Iraq Suicide Bombers Kill 127

December 8, 2009 Updated: December 9, 2009

Iraq Suicide Bombers Kill 127

An Iraqi fireman surveys the damage at the site of a car bomb explosion on December 8, 2009 in Baghdad, Iraq. (Getty Images)
An Iraqi fireman surveys the damage at the site of a car bomb explosion on December 8, 2009 in Baghdad, Iraq. (Getty Images)
Five massive car bombs brought devastation to Baghdad on Tuesday, killing 127 people and injuring 448 others.

The first blast targeted a police patrol in the Dora district of the city. Four others were detonated near official buildings.

The attacks shattered a month of calm in the Iraqi capital, and came soon after the announcement of the election date of March 6. Politicians said the blasts bore all the hallmarks of an Al Qaeda attack.

"The aim is to show the government is unable to protect civilians and its own people and also to deter people from going to ballot boxes,” said Mowaffaq al-Rubaie, an ex-security adviser to the country, in an interview with BBC.

Smoke billows following an explosion in the Iraqi capital Baghdad on December 8, 2009. (Sabah Arar/AFP/Getty Images)
Smoke billows following an explosion in the Iraqi capital Baghdad on December 8, 2009. (Sabah Arar/AFP/Getty Images)
One of the suicide bombers detonated a bomb at an office of the finance ministry, while another attacker struck at a tunnel leading to the labor ministry. A third drove a four-wheel-drive car into a court building.

"The suicide bomber drove up to the court and the security forces tried to stop him by firing their Kalashnikovs, but they did not kill him before he exploded," police sergeant Emad Fadhil told AFP. Kalashnikov makes AK-47s and other assault rifles.

The fourth blast targeted a police patrol in the Dora district, causing 15 deaths. Twelve of them had been students at the nearby technical college, an interior ministry spokesman told journalists.

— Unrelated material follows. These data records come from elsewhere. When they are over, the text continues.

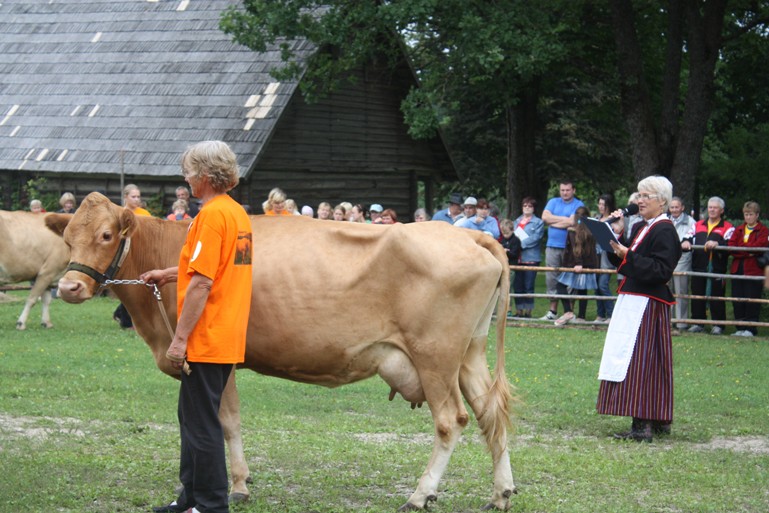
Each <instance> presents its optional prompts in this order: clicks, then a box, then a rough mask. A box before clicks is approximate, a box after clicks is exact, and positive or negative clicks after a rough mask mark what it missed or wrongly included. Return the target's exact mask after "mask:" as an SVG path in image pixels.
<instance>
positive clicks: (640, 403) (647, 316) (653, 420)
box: [596, 176, 681, 442]
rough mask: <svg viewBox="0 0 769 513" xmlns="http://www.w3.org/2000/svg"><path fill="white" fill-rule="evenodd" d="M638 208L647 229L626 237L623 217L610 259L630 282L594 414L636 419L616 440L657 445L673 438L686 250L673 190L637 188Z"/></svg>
mask: <svg viewBox="0 0 769 513" xmlns="http://www.w3.org/2000/svg"><path fill="white" fill-rule="evenodd" d="M638 193H639V197H638V208H639V214H640V215H641V217H642V218H643V222H638V223H636V224H635V226H633V230H632V232H631V233H624V232H623V228H624V220H623V219H622V212H621V211H619V210H618V211H616V212H614V213H613V214H612V215H613V216H616V217H619V218H620V220H619V221H617V222H616V223H614V224H613V225H612V228H613V229H614V231H615V233H618V234H619V235H618V238H619V243H616V242H612V243H611V245H612V248H613V249H614V253H613V254H610V255H609V259H610V260H611V262H612V263H613V264H614V265H616V266H617V272H618V273H620V274H622V275H623V276H624V279H623V280H622V282H621V283H620V285H619V289H618V292H619V296H618V299H617V303H616V305H615V307H614V314H613V315H612V319H611V323H610V324H609V329H608V332H607V333H606V342H605V343H604V348H603V356H602V358H601V367H600V370H599V373H598V379H599V380H601V386H600V389H599V392H598V401H597V405H596V409H597V410H598V413H601V414H604V415H620V416H627V417H632V418H633V424H632V427H631V429H630V431H627V432H625V433H618V434H616V435H614V436H615V437H617V438H622V439H628V440H636V441H639V442H651V441H652V436H653V435H654V434H663V433H670V424H671V422H672V420H673V347H672V341H671V336H670V306H671V305H673V304H675V301H674V299H673V294H672V293H671V292H670V289H669V288H668V286H667V283H668V281H670V278H671V277H672V276H673V269H675V267H676V263H677V262H678V259H679V258H680V257H681V244H680V243H679V240H678V233H677V232H676V229H675V227H674V226H673V223H672V222H671V221H670V220H669V219H668V218H667V216H666V215H665V212H666V211H667V208H668V204H669V203H670V200H671V199H672V197H673V186H672V185H671V183H670V181H669V180H668V179H667V178H665V177H663V176H650V177H647V178H644V179H643V180H641V181H640V182H639V183H638Z"/></svg>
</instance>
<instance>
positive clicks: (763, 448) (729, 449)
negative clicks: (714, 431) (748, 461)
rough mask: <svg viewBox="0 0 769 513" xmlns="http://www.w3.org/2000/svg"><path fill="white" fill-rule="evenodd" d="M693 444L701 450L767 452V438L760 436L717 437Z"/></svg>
mask: <svg viewBox="0 0 769 513" xmlns="http://www.w3.org/2000/svg"><path fill="white" fill-rule="evenodd" d="M694 446H695V447H696V448H699V449H703V450H714V449H726V450H729V451H734V452H743V453H750V454H769V438H766V437H762V436H739V437H729V438H720V437H719V438H714V439H713V440H711V441H710V442H707V443H701V444H694Z"/></svg>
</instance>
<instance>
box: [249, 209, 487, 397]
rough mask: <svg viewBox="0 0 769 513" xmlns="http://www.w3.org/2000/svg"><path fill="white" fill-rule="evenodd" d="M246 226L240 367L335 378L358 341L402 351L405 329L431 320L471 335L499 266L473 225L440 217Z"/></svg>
mask: <svg viewBox="0 0 769 513" xmlns="http://www.w3.org/2000/svg"><path fill="white" fill-rule="evenodd" d="M252 225H253V230H254V240H255V243H254V253H253V255H254V259H253V266H254V288H253V290H254V293H253V298H252V301H253V303H252V308H251V311H252V317H251V319H250V321H249V322H250V326H249V343H248V353H247V362H246V366H249V367H252V368H255V369H257V370H259V371H260V372H266V373H268V374H277V375H281V376H282V377H291V378H293V379H300V380H306V381H312V382H317V381H322V374H323V373H327V374H328V375H329V376H334V379H340V378H339V377H340V376H343V375H344V367H345V366H349V364H350V360H351V359H354V358H356V357H357V356H358V355H357V353H356V351H358V350H362V349H361V348H369V347H371V345H372V344H376V343H380V342H381V343H387V344H393V345H397V346H399V347H401V348H402V349H403V350H404V351H408V350H410V349H409V348H406V347H405V346H407V345H409V344H410V343H411V342H412V340H410V339H411V338H414V339H418V338H419V337H420V336H421V335H422V334H425V335H427V334H429V333H430V332H431V330H432V331H435V327H436V326H437V325H440V326H441V327H442V328H443V329H444V330H445V331H446V333H452V332H453V333H457V334H459V333H468V339H469V336H470V335H469V334H470V333H473V331H474V330H475V328H476V326H477V325H478V324H479V322H480V318H479V315H480V314H479V313H478V312H479V309H478V308H477V305H479V304H483V305H484V306H485V305H487V304H489V302H491V301H492V300H493V297H494V294H495V291H496V289H497V285H498V282H499V279H500V275H501V272H502V266H501V264H500V263H499V261H498V259H497V258H495V257H494V256H493V255H492V254H491V253H490V252H489V251H488V250H486V249H484V248H483V247H481V246H480V245H478V243H477V242H476V240H475V239H474V237H473V236H472V235H471V233H472V232H470V231H468V230H463V229H459V228H457V227H453V226H450V225H448V224H445V223H438V222H435V223H414V224H410V225H389V226H385V225H370V224H357V223H355V224H354V223H344V222H338V221H319V220H311V219H307V218H300V217H298V216H297V217H263V216H256V217H253V218H252ZM481 310H482V309H481ZM303 372H307V373H311V375H310V374H308V375H307V376H304V377H303ZM283 373H285V374H283ZM342 379H344V378H342ZM350 379H351V380H353V379H357V377H355V376H350ZM332 384H333V383H332Z"/></svg>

The explosions came within minutes of each other.

Rescue workers picked through the rubble throughout the afternoon in the effort to reclaim the bodies of the deceased.

"What crime have we committed?” survivor Ahmed Jabbar, emerging from a damaged ministry building, told the Associated Press news agency.

“Children and women were buried under debris."